There are a few schools of just overpriced – rather than insanely – overpriced, art of the past that haven’t been entirely overfished. Some of the postwar European works that didn’t grab collectors in the recent past. Take a look at European abstract Impressionists, and the Cobra school.

But for the most part, people who have any money left from what they, or their families made, want to hang on to their art. We’ll have to see an end to the simultaneous prosperity of the world rich to see real quantities of the better stuff on offer.
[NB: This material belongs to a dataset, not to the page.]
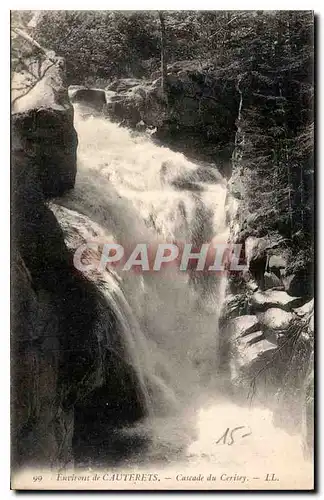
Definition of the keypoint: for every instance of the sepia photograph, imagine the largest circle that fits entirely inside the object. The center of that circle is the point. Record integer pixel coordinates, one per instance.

Speaking of overpriced markets, you may have noticed that the uranium, and uranium stock frenzy accelerated this year. This is probably a good time to do some asset reallocation, ie selling, if you have uranium stocks. The heavy metal is selling for more than $100 a pound, driven by an ambitious Chinese nuclear programme, as well as a lot of talk of nuclear industry expansion in the rich world. Production is stagnant or down, and it seems they just aren’t going to be making the stuff any more, at least according to a Mr Market on methamphetamine.

In 1948, production and reserves of uranium also looked as though they could never satisfy the demands of the US weapons programme. So the Atomic Energy Commission of the day set out a series of domestic uranium circulars, in which it offered to buy up all the uranium on offer at prices of a bit more than $7 a pound. The last circular, number five, set a price of $8 a pound. By 1958, the US had uranium coming out of its ears. In 1962, circular five was cancelled, with a “stretch out” programme for the industry. The intervening frenzy, by the way, was well documented in an I Love Lucy episode about a uranium get-rich-quick scheme.

Well, even in real terms we’re well above the circular five price which, to go back to the art market, gave Joseph Hirschhorn the mining profits to build the eponymous museum of modern and contemporary art in Washington. There’s a lot of uranium in the world. It’s not like platinum, which actually is rare. You just have to find it and develop it. For a hundred bucks a pound, they will. Sell the stocks.